Anna Indiana : la première chanteuse créée avec l’intelligence artificielle

Anna Indiana est un fait. Comme s’il s’agissait du dernier film de science-fiction, le premier chanteur créé grâce à l’intelligence artificielle était né. En errant librement dans de multiples espaces, il semble inévitable que ce type de situations tirées de n’importe quel film futuriste soit vécu aujourd’hui avec étonnement et critique.

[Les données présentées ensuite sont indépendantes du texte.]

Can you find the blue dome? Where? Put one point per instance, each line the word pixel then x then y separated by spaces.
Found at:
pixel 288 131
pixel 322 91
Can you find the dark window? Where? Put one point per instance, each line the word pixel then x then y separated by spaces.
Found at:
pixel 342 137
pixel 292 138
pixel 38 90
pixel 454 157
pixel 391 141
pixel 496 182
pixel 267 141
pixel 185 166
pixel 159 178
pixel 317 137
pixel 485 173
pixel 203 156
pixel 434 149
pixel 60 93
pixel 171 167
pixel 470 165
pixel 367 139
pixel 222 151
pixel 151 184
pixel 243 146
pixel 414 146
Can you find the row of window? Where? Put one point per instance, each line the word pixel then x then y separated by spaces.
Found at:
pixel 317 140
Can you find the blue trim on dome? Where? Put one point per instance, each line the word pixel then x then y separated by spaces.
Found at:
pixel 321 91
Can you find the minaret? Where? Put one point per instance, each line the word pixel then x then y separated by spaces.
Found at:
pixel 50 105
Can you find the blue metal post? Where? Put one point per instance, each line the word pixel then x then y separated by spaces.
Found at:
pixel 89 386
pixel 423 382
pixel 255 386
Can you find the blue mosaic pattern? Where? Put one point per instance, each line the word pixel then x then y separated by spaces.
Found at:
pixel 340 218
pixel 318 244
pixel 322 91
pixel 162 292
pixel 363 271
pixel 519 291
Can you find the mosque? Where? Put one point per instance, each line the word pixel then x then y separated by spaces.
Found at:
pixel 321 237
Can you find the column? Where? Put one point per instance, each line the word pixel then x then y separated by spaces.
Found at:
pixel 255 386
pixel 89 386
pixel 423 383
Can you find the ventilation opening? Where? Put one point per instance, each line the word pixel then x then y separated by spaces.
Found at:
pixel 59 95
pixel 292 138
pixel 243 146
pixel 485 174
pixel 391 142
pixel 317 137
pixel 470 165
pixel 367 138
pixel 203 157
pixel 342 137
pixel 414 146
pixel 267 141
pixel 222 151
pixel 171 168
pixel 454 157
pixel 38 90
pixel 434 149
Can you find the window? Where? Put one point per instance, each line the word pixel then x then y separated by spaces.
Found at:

D’un jeu de mots, qui reprend les initiales (AI) du terme Intelligence Artificielle en anglais, cette expérience a reçu un nom. Et même si le même outil a récemment été utilisé pour ramener deux anciens Beatles décédés, à partir d’enregistrements des voix originales, rien ici n’a de rapport avec la réalité. Auparavant, FlowGPT avait sorti une chanson dans laquelle il émulait les voix de Bad Bunny, Justin Bieber et Daddy Yankee. Mais avec Anna Indiana, tout repart de zéro.

Comme tout nouvel artiste, AI possède même un profil sur le réseau social X (elle compte un peu plus de 6 000 followers). Pour l’inaugurer, dans son message de présentation, il a décrit comment s’est déroulée sa naissance. « Tout, depuis la tonalité, le tempo, la progression d’accords, les notes mélodiques, le rythme, les paroles, mon image et mon chant, est automatiquement généré par l’IA. J’éspère que vous aimez ».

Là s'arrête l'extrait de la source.